Is there an algorithm to decide if a symlink loops?

I don't fully understand what you're asking. If I didn't know any better I think you were asking if there was a way to detect this while in the midst of dealing with a file. I don't believe this is possible.

The only method I can conceive of is doing a find where you specifically start looking through a particular branch in the directory tree.

Example

$ tree 
.
`-- a
    `-- b
        |-- c
        |   `-- d
        |       `-- e -> ../../../../a/b
        `-- e -> e

5 directories, 1 file

The find command will detect this loop but not really tell you a whole lot about it.

$ find -L . -mindepth 15
find: File system loop detected; `./a/b/c/d/e' is part of the same file system loop as `./a/b'.
find: `./a/b/e': Too many levels of symbolic links

I arbitrarily picked 15 levels so as to block any output being displayed by the find. You can however drop that switch (-mindepth) if you don't care about the directory tree being displayed. The find command still detects the loop and stops:

$ find -L . 
.
./a
./a/b
./a/b/c
./a/b/c/d
find: File system loop detected; `./a/b/c/d/e' is part of the same file system loop as `./a/b'.
find: `./a/b/e': Too many levels of symbolic links

Incidentally, if you want to override the default MAXSYMLINKS which is apparently 40 on Linux (newer 3.x versions of the kernel) you can see this U&L Q&A titled: How do you increase MAXSYMLINKS.

Using the symlinks command

There is a tool that FTP site maintainers could use called symlinks which will help expose issues with too long or dangling trees that were caused by symbolic links.

In certain cases the symlinks tool could be used to delete offending links too.

Example

$ symlinks -srv a
lengthy:  /home/saml/tst/99159/a/b/c/d/e -> ../../../../a/b
dangling: /home/saml/tst/99159/a/b/e -> e

The glibc library

The glibc library looks to offer some C functions around this, but I don't entirely know their role or how to actually use them.

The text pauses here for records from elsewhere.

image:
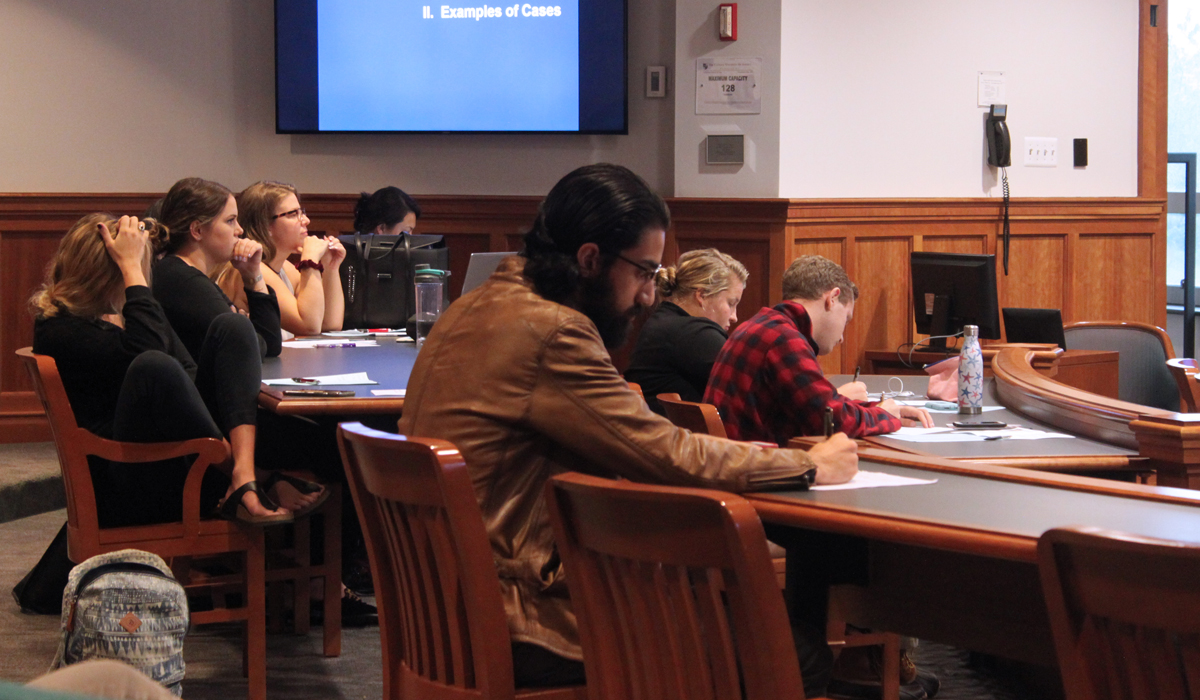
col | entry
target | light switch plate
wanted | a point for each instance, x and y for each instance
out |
(1041, 151)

So I can only merely point them out to you.

The man page, man symlink shows the function definition for a function called symlink(). The description goes like this:

symlink() creates a symbolic link named newpath which contains the string oldpath.

One of the error states that this function returns:

ELOOP Too many symbolic links were encountered in resolving newpath.

I'll also direct you to the man page, man path_resolution which discusses how Unix determines paths to items on disk. Specifically this paragraph.

If  the component is found and is a symbolic link (symlink), we first 
resolve this symbolic link (with the current lookup directory as starting 
lookup directory).  Upon error, that error is returned.  If the result is 
not a directory, an ENOTDIR error is returned.  If the resolution of the 
symlink is successful and returns a directory, we set the current lookup
directory to that directory, and go to the next component.  Note that the 
resolution process here involves recursion.  In order  to  protect  the 
kernel against stack overflow, and also to protect against denial of 
service, there are limits on the maximum recursion depth, and on the maximum 
number of symbolic links followed.  An ELOOP error is returned  when  the
maximum is exceeded ("Too many levels of symbolic links").

OK, after some more thought I think I have a clear solution.

The critical insight is that if every link that is part of a path resolves to something, then the entire path resolves. Or the other way around, if a path does not resolve then there must be a specific symlink that requires traversing that does not resolve.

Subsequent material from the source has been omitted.